As displayed in [Fig. 2] it is now known that
hypertrophy occurs along a wide spectrum of intensities (30–90% of
1-RM) and corresponding rep-ranges (3–35 reps per set) [3]
[14]
[15]
[78]
[79]. Assuming a traditional 2:1 second
repetition tempo, this effective repetition range corresponds with
9–105 seconds of TUT per set. Because the effective range of TUT for
hypertrophy is wide, it behooves us to explore unique adaptations that occur at
extreme ends of the spectrum. For example, it is generally accepted that RT with
low-TUT (i.e., 80–95% of 1-RM) is superior for increasing maximal
strength [80]
[81] while
RT with high-TUT (i.e., 30–50% of 1-RM) is superior for muscular
endurance [3]
[78]. The
latter is the focus of the current review, and the following section will summarize
research on acute and chronic RT for three specific techniques that use high-TUT:
Slow-tempo, high-volume low-intensity, and drop-set training.
Fig. 2 A summary of the effective repetition range for hypertrophy
(3–35 reps) that emphasizes potential unique adaptations to
resistance training (RT) with low and high time under tension (TUT).
Assuming that a traditional repetition tempo is used (e.g.,
2:1 seconds), this repetition range also corresponds with a TUT of
9–105 seconds per set.

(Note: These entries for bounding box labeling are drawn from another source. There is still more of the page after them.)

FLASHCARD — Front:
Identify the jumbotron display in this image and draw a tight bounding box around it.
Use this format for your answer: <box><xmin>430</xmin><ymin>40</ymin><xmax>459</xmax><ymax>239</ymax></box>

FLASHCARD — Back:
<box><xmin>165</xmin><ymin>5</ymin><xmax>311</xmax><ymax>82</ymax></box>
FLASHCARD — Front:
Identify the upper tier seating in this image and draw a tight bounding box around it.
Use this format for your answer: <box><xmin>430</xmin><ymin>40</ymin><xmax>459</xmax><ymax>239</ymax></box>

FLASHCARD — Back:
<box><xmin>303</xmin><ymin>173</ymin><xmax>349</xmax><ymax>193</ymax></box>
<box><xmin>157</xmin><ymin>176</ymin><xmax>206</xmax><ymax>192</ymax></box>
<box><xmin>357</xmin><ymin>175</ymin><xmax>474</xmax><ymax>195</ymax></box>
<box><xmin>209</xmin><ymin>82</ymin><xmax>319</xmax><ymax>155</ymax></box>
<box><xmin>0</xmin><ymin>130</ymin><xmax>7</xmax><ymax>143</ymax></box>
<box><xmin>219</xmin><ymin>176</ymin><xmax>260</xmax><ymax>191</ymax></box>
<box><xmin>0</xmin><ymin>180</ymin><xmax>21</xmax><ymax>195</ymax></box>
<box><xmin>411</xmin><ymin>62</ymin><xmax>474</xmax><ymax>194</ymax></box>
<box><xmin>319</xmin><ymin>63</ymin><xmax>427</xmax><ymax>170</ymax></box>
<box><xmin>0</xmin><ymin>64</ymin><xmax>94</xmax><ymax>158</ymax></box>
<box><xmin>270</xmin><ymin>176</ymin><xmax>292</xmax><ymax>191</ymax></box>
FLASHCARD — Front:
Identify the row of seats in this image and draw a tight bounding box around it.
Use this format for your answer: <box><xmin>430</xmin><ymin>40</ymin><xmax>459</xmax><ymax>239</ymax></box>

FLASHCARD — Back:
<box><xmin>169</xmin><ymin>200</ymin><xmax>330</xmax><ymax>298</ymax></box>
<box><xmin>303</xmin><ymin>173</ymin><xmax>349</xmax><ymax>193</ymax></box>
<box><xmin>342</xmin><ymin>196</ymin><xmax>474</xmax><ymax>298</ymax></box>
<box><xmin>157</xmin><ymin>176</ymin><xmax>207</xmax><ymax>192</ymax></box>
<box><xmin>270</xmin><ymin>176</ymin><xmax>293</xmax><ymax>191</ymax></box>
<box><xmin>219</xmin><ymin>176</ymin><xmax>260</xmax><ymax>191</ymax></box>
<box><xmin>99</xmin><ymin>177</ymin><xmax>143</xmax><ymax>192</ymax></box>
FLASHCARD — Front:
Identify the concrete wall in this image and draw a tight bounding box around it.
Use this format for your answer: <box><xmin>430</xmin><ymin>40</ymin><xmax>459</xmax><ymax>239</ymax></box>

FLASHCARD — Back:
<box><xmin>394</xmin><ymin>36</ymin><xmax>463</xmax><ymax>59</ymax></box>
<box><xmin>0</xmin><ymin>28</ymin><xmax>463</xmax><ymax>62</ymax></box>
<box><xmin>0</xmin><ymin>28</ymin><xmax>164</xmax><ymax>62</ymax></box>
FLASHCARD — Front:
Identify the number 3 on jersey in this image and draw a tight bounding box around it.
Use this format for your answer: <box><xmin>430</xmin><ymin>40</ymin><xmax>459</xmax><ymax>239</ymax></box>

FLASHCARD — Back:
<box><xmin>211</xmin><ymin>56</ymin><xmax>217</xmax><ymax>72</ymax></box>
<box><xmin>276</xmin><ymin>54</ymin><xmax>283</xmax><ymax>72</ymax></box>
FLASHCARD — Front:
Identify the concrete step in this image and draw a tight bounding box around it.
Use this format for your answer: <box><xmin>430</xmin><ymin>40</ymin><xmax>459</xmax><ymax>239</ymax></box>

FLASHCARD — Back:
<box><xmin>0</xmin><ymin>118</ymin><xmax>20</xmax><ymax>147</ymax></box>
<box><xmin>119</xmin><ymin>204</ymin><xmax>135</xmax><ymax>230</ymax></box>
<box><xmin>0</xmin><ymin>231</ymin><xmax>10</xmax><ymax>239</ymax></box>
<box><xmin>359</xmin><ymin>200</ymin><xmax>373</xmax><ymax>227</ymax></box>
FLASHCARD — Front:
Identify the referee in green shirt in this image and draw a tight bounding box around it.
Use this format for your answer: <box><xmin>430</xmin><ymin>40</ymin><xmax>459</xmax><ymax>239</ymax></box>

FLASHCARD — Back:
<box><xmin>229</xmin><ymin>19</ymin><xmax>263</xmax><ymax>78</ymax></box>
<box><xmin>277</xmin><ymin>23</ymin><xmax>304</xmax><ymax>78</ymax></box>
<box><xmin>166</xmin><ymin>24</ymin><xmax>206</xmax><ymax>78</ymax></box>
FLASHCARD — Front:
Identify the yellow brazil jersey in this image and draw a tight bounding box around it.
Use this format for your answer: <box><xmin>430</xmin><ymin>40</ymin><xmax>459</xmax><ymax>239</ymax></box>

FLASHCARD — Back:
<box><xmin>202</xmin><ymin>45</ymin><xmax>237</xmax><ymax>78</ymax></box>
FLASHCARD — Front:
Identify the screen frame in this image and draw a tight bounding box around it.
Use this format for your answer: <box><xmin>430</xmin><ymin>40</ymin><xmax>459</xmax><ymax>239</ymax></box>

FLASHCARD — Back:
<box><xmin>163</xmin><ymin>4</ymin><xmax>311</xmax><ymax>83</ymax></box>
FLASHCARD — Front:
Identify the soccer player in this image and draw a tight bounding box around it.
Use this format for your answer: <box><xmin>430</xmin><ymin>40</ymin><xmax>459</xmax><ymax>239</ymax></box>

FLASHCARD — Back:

Here, we submit that high-intensity
RT is associated with greater mechanical tension and increased strength
while low-intensity RT is associated with greater metabolic stress and
aerobic adaptations such as increased capillary density, mitochondrial
volume, and skeletal muscle oxidative capacity.
Applications of RT with High-TUT
Applications of RT with High-TUT
Slow Tempo Resistance Training
Repetition tempo, which is sometimes referred to as repetition duration, equals
the length of time that comprises the eccentric, isometric, and concentric
phases during one repetition of exercise [82]. For
example, a repetition with a three-second concentric phase, one-second isometric
pause, and three-second eccentric phase would be a seven-second tempo and would
be denoted as 3:1:3 sec [66]
[83]. As it pertains to muscular strength, in a
recent meta-analysis of 15 studies, Davies et al. [84] concluded that fast (e.g., eccentric
phase=1–3 seconds; concentric
phase=<1 second) and moderate-slow (e.g., eccentric
phase=1.7–3 seconds; concentric
phase=1.7–3 seconds) repetition tempos significantly
improve muscular strength. When considering skeletal muscle hypertrophy, in
another recent meta-analysis of 8 studies, Schoenfeld et al. [85] concluded that similar muscle growth occurred
along a wide repetition tempo spectrum (0.5–8 seconds) when sets
were performed to momentary muscle failure. Clearly, there is a wide range of
effective repetition tempos.
To the best of our knowledge, not much evidence is available regarding the effect
of repetition duration on muscular endurance and aerobic fitness. However, the
prospect of lengthening repetition duration to stimulate cardiovascular
adaptations is a noteworthy topic, because this will have a direct effect on the
TUT during sets of RT [86]. For example, a set of
12 repetitions with a 12-second duration (6:6 sec) would have a TUT of
144 seconds, while a set of 12 repetitions with a 2-second duration
(1:1 sec) would have a TUT of 24 seconds [73]. Although speculative, it is possible that sets
of RT with slower repetition tempos, and thereby longer TUT, have a positive
effect on peripheral aerobic adaptations because some research suggests that
metabolic stress (e.g., blood lactate) increases linearly with TUT [66]
[67]
[68]
[69]
[70]
[71]. Others have
shown that as TUT increases, muscle oxygenation decreases [66]
[83] while
mitochondrial protein synthesis increases [73].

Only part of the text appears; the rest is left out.